Wilton pump stations in need of repair, threatening Souhegan River

  • Wilton Town Hall (Ashley Saari / Monadnock Ledger-Transcript) Ashley Saari

Monadnock Ledger-Transcript
Published: 11/17/2021 12:23:57 PM

The Wilton Sewer Commission has secured further funds from the American Rescue Plan Act for a new project – repairing the control panels on the town’s pump stations, which prevent sewage from overflowing and potentially dumping into the Souhegan River.

During their meeting Monday, Select Board member Kermit Williams, who is also an elected member of the town’s water and sewer boards, spoke about the need for emergency repairs on one of the pump stations, and also advocated for replacing the same equipment on the town’s other station, as the original infrastructure is aging.

The town has two sewer pump stations, one on Intervale Road and one on Mill Street. Williams explained the stations work similar to a septic tank, in that they have large storage areas, and when they reach a certain level, the waste is pumped to the processing station in Milford. The station on Intervale Road, however, needs a repair to the control panel, which is the mechanism that tells the station when that level is too high.
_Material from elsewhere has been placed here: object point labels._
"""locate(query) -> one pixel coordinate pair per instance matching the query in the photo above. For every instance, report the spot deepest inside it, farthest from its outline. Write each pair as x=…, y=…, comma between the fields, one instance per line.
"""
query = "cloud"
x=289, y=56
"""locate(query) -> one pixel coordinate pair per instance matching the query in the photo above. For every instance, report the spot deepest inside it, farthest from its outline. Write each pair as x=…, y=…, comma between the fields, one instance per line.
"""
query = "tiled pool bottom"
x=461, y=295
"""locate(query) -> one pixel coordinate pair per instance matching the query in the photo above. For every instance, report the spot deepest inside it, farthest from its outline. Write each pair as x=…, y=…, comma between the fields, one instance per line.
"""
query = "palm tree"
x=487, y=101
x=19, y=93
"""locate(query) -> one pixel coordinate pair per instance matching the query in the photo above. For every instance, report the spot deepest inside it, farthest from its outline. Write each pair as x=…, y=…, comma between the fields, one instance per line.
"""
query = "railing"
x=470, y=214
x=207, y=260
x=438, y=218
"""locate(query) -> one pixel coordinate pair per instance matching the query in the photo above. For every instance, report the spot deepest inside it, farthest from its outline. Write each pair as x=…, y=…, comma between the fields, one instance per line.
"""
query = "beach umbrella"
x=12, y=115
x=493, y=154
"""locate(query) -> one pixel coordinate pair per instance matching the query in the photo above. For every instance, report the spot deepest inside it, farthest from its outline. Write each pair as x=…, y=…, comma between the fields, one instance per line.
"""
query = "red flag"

“The panels were put into place when the sewer was built in the 1980s,” Williams said. “They’re failing.”

The Sewer Commission has already had to contract a septic truck to come and pump out the tank on the Intervale station, and will likely need to again, Williams said.

“The concern is that there is a very strong potential that those could fail to the point they overflow the tank,” Williams said. “It’s right next to the river, so that is going to go into the river, and at that point, the town has a big problem.”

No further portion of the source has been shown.